For several years, now, I've tried to fly to Missouri to visit my Mom at least once a year. It's usually in the spring. This past week, I spent several days with her.

Since she's 96 years old, we have seen some significant decline in her capacities — especially in the last two years, and, even more so in the past 3 – 4 months. I've been able to discern through phone calls that she had declined quite a bit and because of conversations with my two siblings who live closest to her and see her most, we decided we needed to look into an assisted living facility for her.
This is something she has been dead-set against for many years and she's made it clear that she's not going into "one of those places" until she absolutely has to. We were all concerned that helping her reach the point of seeing the need for more care would be an uphill battle, but, we knew we needed to try.

I felt the hand of the Lord as we went through this process and am grateful we made as much headway as we did.

Jim, Carmen and I looked at three facilities within an easy distance of our mom's home. The first one we went to was one that our oldest brother's wife had seen and recommended. It's just up the street from her house, but, it's kind of run down and I wasn't impressed by the staff or some of their procedures.

The next place is just a bit further from my mom's home, still in her small town, and all three of us liked everything about it — until we got to the private room accommodations that she would be living in. They only have one room size, and, it's just a bedroom. Everything she wanted to do except sleep and bathe would have to be done in the common areas. And, even with that, Mom would have to switch to a twin bed in order to have space for anything else in the room. My heart sank when we saw how small it was. It's such a nice facility, otherwise.

We drove to the next town over and before we even walked in the building, Carmen said she didn't like it. However, they were a great facility and had much more room, and at a similar price to the second one. With this one, Mom would have a small living room, a bedroom and a kitchenette. She'd have her own furnishings, and all the privacy she wants, but would have all her meals provided and have opportunities for interactions when she wants them. At first, we were all concerned that it was just a little too big, and that Mom might become disoriented if she lived there — so, we weren't sold on it.

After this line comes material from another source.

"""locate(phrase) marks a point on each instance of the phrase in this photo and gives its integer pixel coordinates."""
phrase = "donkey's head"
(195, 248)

After sleeping on it, though, I was convinced that we needed to try to get her into the last place we looked. I made my case to Carmen and Jim. Jim was on the same page I was, but, Carmen still wanted the second place we looked at. Her reasons: We know the people who run it; there are already two other women there that Mom knows; it's a nice, clean, friendly, well-run facility; and, it's in our hometown so Mom MIGHT get more visitors than if she went to the one Jim and I liked.
Jim and I couldn't get past how small her room would be, though. And, not only is the third home also a nice, clean, friendly, well-run facility, her living space would be more than twice as large and the base price would be $500/month less than the one Carmen likes. (Because of differences in how they bill, they would end up costing about the same, but the last one has more personal space.)

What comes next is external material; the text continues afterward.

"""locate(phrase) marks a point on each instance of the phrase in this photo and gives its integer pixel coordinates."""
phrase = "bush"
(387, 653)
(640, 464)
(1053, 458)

It turned out that the Homestead (which Jim and I like) was having a special entertainment that Friday afternoon and they invited us to come. So, Jim treated all of us to lunch, then Mom consented to letting us take her to the Homestead. After the entertainment, Mom was given a tour of the facility. I saw some tiny glimmers that she was liking what she saw more than she would admit, and that made us feel hopeful. (During the entertainment, Carmen was visiting with a woman next to her and asked her how long she'd lived there. She said, "Two years." Then, Carmen asked how she liked it. She said, "Well, I decided when I moved in that I could either be happy or I could be stupid. I decided to be happy."— I love that! How many other things in life could we apply that to?)

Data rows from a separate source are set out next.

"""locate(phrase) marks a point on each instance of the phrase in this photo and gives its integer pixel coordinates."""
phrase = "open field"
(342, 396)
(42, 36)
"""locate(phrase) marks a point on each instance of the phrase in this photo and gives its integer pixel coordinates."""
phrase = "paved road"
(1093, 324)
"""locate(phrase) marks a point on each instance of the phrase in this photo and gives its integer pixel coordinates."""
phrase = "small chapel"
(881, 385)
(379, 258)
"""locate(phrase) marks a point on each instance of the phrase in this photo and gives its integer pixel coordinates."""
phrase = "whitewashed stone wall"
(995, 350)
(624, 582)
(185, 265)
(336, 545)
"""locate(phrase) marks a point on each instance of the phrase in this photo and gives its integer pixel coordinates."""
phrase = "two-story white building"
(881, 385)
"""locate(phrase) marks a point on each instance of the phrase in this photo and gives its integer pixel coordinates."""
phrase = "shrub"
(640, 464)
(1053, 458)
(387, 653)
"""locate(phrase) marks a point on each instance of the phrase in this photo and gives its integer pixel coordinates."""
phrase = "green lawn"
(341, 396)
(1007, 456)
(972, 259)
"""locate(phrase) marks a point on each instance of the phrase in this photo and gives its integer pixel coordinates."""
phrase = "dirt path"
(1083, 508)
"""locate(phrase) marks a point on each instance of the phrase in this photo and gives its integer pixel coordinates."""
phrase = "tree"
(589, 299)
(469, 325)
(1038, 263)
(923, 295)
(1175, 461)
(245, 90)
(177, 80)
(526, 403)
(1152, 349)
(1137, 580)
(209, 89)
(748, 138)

The Homestead doesn't have any openings right now, which is actually good, because then we could talk with Mom about it as a future option rather than trying to have her think of it as an immediate possibility.

Saturday morning, Jim, Carmen and I met with Mom — and Jim asked several times if she'd be willing to be on the waiting list for the Homestead and each time she said "yes." (Truth be told, it wasn't a very convincing "yes" - more of a giving-in kind of one. But, she did agree to it.) We completed the paperwork for applying to be on the wait list and Mom signed the check for the deposit. So, all-in-all we made WAY more headway than we imagined we might when we started.

The Homestead is the kind of place I'd be willing to live in when I reach that stage of my life and I wouldn't want to put Mom in anything less.

The staff said there COULD be an opening as early as sometime in June, but, we didn't bring that up with Mom. (Technically, she could turn it down and wait for the next availability, but, I don't think my brother will want to postpone it.) I know when the time comes, there will be tears and hard transitions to make, but, it's the right thing to do. (Still hard, but, right.)